Уже пред выходом из-за стола, когда все закурили, камердинер Вронского подошел к нему с письмом на подносе.

– Из Воздвиженского с нарочным, – сказал он с значительным выражением.

– Удивительно, как он похож на товарища прокурора Свентицкого, – сказал один из гостей по-французски про камердинера, в то время как Вронский, хмурясь, читал письмо.

Письмо было от Анны. Еще прежде чем он прочел письмо, он уже знал его содержание. Предполагая, что выборы кончатся в пять дней, он обещал вернуться в пятницу. Нынче была суббота, и он знал, что содержанием письма были упреки в том, что он не вернулся вовремя. Письмо, которое он послал вчера вечером, вероятно, не дошло еще.

Содержание было то самое, как он ожидал, но форма была неожиданная и особенно неприятная ему. «Ани очень больна, доктор говорит, что может быть воспаление. Я одна теряю голову. Княжна Варвара не помощница, а помеха. Я ждала тебя третьего дня, вчера и теперь посылаю узнать, где ты и что ты? Я сама хотела ехать, но раздумала, зная, что это будет тебе неприятно. Дай ответ какой-нибудь, чтоб я знала, что делать».

Ребенок болен, а она сама хотела ехать. Дочь больна, и этот враждебный тон.

Это невинное веселье выборов и та мрачная, тяжелая любовь, к которой он должен был вернуться, поразили Вронского своею противоположностью. Но надо было ехать, и он по первому поезду, в ночь, уехал к себе.





XXXII




Перед отъездом Вронского на выборы, обдумав то, что те сцены, которые повторялись между ними при каждом его отъезде, могут только охладить, а не привязать его, Анна решилась сделать над собой все возможные усилия, чтобы спокойно переносить разлуку с ним. Но тот холодный, строгий взгляд, которым он посмотрел на нее, когда пришел объявить о своем отъезде, оскорбил ее, и еще он не уехал, как спокойствие ее уже было разрушено.

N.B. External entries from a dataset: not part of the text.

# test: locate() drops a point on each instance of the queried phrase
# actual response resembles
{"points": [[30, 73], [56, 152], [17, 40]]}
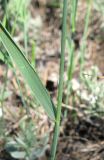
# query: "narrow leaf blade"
{"points": [[28, 72]]}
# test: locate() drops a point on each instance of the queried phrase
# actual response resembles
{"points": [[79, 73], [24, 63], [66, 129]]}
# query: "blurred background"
{"points": [[25, 130]]}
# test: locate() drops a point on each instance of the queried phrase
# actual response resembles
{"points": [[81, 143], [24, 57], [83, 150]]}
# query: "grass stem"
{"points": [[60, 89]]}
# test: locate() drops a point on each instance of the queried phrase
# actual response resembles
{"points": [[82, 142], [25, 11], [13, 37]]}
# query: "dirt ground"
{"points": [[81, 138]]}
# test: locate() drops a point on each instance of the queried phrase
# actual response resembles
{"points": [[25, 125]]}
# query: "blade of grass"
{"points": [[84, 38], [60, 88], [28, 72]]}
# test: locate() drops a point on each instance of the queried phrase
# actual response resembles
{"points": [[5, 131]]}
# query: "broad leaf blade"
{"points": [[28, 72]]}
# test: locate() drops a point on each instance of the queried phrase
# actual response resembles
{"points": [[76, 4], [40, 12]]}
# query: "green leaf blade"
{"points": [[28, 73]]}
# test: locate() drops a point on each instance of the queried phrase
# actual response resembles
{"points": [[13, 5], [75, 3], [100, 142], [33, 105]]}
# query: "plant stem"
{"points": [[84, 39], [60, 89]]}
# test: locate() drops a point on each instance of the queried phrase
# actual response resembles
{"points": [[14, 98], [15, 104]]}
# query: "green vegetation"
{"points": [[26, 144]]}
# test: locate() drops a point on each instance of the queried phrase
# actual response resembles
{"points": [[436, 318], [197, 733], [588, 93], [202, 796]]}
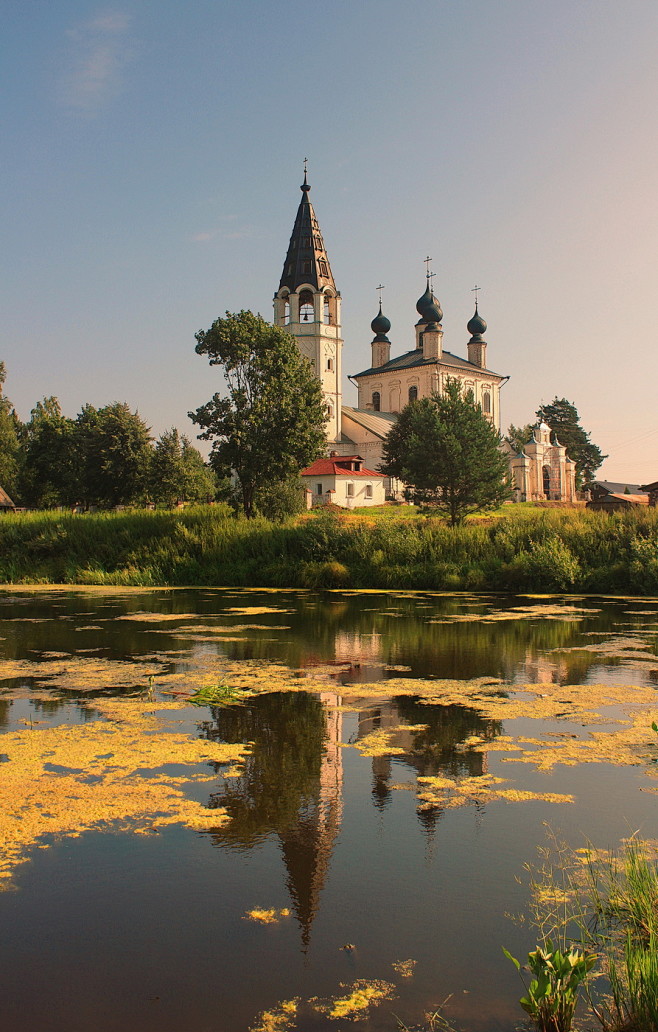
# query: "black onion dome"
{"points": [[381, 325], [433, 312], [476, 326], [423, 301]]}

В одиночестве потом передумывая этот взгляд, который выражал право на свободу, она пришла, как и всегда, к одному – к сознанию своего унижения. «Он имеет право уехать когда и куда он хочет. Не только уехать, но оставить меня. Он имеет все права, я не имею никаких. Но, зная это, он не должен был этого делать. Однако что же он сделал?.. Он посмотрел на меня с холодным, строгим выражением. Разумеется, это неопределимо, неосязаемо, но этого не было прежде, и этот взгляд многое значит, – думала она. – Этот взгляд показывает, что начинается охлаждение».

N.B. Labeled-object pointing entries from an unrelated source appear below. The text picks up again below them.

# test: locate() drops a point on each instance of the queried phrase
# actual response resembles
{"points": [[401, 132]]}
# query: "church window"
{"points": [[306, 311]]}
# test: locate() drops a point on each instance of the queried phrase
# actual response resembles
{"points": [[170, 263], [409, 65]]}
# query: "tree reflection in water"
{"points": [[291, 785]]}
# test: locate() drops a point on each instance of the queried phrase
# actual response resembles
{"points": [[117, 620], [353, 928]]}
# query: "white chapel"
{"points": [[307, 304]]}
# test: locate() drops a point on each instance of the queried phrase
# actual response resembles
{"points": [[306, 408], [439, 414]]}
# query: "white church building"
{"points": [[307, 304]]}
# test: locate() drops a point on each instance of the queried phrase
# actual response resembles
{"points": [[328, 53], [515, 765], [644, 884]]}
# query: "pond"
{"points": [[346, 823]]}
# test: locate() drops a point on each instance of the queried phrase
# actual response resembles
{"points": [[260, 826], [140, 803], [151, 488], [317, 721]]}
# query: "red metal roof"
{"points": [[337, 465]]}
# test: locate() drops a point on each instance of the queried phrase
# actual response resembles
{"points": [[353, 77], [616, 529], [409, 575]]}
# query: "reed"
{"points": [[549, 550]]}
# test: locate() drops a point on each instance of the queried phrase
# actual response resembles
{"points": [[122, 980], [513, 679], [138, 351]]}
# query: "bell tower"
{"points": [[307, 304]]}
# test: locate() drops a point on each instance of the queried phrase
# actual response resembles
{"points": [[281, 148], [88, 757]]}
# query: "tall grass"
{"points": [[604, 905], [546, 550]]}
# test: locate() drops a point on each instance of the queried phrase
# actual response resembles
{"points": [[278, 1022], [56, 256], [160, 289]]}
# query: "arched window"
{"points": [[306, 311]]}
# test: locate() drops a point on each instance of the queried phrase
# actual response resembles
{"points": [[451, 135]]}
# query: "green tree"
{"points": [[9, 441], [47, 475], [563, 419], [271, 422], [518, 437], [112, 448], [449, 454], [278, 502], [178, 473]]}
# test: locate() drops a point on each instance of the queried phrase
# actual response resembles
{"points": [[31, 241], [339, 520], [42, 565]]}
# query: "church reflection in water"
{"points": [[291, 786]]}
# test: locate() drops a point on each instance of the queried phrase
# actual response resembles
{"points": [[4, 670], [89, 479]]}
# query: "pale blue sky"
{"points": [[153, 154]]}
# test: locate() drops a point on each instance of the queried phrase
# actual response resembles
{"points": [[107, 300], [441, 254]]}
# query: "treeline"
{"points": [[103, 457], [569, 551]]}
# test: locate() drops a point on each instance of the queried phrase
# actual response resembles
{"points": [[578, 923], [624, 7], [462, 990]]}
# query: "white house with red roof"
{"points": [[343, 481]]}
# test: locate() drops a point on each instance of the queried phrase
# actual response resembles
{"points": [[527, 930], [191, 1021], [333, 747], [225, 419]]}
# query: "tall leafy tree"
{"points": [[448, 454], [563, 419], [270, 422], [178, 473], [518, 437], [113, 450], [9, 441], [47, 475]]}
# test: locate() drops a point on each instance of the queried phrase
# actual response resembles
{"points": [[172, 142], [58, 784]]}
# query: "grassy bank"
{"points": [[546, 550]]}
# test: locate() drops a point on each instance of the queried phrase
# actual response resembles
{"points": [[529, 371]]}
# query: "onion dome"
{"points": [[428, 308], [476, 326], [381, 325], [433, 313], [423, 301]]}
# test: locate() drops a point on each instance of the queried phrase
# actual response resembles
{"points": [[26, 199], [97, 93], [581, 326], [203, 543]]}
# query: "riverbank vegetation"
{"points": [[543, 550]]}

И хотя она убедилась, что начинается охлаждение, ей все-таки нечего было делать, нельзя было ни в чем изменить своих отношений к нему. Точно так же, как прежде, одною любовью и привлекательностью она могла удержать его. И так же, как прежде, занятиями днем и морфином по ночам она могла заглушать страшные мысли о том, что будет, если он разлюбит ее. Правда, было еще одно средство: не удерживать его, – для этого она не хотела ничего другого, кроме его любви, – но сблизиться с ним, быть в таком положении, чтобы он не покидал ее. Это средство было развод и брак. И она стала желать этого и решилась согласиться в первый же раз, как он или Стива заговорят ей об этом.

В таких мыслях она провела без него пять дней, те самые, которые он должен был находиться в отсутствии.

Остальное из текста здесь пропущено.